Lately, the movement for the recognition of the OUN and the UPA has gradually been turning into a struggle for the proper honoring by the Ukrainian state of all veterans of the national-liberation movement, not only nationalists and insurgents. The above-mentioned appeal underlines the necessity of the state’s recognition of all Ukrainian military formations that took part in the events connected with the struggle for the restoration of Ukraine’s independence.
In this context it is reasonable to raise a question about the restoration of historical justice, at least in reference to two such formations: the Carpathian Sich and the Galicia Division.
The Carpathian Sich, or the People’s Defense Organization, was a paramilitary organization created in Zakarpattia in 1938-1939. After Carpatho-Ukraine’s declaration of independence in 1939, the Carpathian Sich became its national army, headed by the famous political and public figure, Colonel Mykhailo Kolodzinsky.
In March 1939, defending Carpatho-Ukraine’s integrity and sovereignty, the Carpathian Sich offered armed resistance to the Hungarian occupation. Approximately 2,000 Sichovyks were waging an unequal but heroic war against the numerically superior enemy forces. Under the occupiers’ attack separate divisions of the Carpathian Sich were forced to retreat to Romania and Slovakia. However, this did not save the Ukrainian patriots because the Romanian authorities extradited some of these Ukrainians to Hungary, the latter handed them over to Poland, where they were cruelly repressed and executed.
The Carpathian Sich’s struggle against the Hungarians was the first armed action against Hungarian fascism, and it proved its readiness to defend the national honor of Carpatho-Ukraine with weapons in their hands. Many Sichovyks are still living in Zakarpattia, Lviv region, and other regions of western Ukraine. They are not simply living but waiting for the Ukrainian government to carry out its duty — acknowledge their struggle on the state level.

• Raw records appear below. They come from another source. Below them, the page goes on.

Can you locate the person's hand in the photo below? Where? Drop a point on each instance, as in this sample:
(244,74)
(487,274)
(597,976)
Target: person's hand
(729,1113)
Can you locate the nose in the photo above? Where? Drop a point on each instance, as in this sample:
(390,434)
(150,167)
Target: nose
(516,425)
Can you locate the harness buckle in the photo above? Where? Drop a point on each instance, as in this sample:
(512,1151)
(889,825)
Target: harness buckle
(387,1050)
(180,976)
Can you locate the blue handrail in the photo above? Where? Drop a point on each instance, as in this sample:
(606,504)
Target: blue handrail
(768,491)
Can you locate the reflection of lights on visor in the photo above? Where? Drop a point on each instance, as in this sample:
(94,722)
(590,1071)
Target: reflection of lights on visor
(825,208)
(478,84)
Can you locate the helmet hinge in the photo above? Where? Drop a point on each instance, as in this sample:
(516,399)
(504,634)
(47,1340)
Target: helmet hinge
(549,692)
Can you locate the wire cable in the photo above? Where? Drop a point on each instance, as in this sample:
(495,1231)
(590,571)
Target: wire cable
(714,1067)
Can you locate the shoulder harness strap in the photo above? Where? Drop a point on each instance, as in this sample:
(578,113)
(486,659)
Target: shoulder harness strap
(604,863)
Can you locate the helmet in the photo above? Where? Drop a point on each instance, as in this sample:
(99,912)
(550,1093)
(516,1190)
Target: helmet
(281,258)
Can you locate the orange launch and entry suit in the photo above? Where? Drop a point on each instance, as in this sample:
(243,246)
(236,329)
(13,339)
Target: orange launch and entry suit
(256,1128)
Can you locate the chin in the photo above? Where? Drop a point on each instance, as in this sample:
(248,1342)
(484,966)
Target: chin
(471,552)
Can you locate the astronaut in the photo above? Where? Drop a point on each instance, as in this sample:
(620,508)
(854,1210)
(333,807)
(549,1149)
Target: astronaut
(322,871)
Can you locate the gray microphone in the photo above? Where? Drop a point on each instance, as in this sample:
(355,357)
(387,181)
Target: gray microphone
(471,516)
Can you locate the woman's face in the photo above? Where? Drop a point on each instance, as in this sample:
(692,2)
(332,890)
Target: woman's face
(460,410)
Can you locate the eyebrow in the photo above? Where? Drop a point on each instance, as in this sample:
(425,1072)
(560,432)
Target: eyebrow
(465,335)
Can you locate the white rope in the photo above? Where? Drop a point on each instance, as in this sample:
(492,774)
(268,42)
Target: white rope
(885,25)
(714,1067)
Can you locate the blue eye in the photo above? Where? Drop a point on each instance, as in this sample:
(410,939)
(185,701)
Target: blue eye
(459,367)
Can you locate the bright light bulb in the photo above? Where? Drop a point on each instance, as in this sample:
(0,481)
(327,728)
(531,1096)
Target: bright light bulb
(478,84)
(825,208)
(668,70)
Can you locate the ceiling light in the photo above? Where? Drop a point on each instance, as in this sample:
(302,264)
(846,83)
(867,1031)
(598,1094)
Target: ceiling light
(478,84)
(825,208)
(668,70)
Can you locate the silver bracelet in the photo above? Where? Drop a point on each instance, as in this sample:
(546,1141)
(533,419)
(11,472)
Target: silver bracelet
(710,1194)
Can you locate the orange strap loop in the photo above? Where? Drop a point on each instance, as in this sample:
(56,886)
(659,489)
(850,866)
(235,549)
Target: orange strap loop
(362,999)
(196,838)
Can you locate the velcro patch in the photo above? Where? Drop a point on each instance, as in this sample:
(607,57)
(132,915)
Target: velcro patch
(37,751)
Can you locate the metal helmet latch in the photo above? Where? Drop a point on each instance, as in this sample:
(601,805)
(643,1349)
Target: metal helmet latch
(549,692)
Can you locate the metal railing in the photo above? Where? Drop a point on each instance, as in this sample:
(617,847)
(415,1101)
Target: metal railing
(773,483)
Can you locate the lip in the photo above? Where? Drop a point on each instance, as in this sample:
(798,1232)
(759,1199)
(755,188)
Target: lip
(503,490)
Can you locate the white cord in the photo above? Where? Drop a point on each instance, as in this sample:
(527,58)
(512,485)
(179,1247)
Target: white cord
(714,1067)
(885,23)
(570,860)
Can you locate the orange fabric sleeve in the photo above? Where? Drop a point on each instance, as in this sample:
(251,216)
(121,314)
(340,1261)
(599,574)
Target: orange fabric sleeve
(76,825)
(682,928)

Another Ukrainian armed formation, the Galicia Division, has long been the subject of debate. Memories of 2002 are still fresh. That year the State Duma of the Russian Federation, before Ukraine’s parliamentary elections, passed a declaration with the expressive title “In Connection with the Actions in Ukraine connected to the Former Soldiers of the Galicia Division.” Russia’s brutal interference in Ukraine’s internal affairs launched a discussion concerning the place and role of the division in the national-liberation movement.
From the modern perspective, the Galicia Division should definitely be treated as a Ukrainian military formation that was carrying out military operations against the occupiers. The fact that the division was fighting under foreign flags only accentuates the Ukrainian people’s tragedy of being forced to fight in such a way for the liberation of their motherland. This is also confirmed by the fact that the division was not charged with crimes by the Nuremberg court. Most of the division’s veterans were repressed by the Soviet government, namely for “wanting an independent Ukraine.”
Today there is a Galician Brotherhood of Former Combatants of the First Ukrainian Division Galicia in Ivano-Frankivsk oblast. Its members are also waiting: when will the authorities in Kyiv acknowledge their military rank?
Now I will give an answer to the question listed in the title of my article. We are fighting for state recognition of the OUN and the UPA because we are convinced that until the Ukrainian government hails them and honors the memory of all those who were fighting for their country’s liberation from different occupiers, Ukraine will not be able to guarantee national understanding and accord, i.e., become a truly European and democratic state. We understand this. Ultimately, the government has to understand this.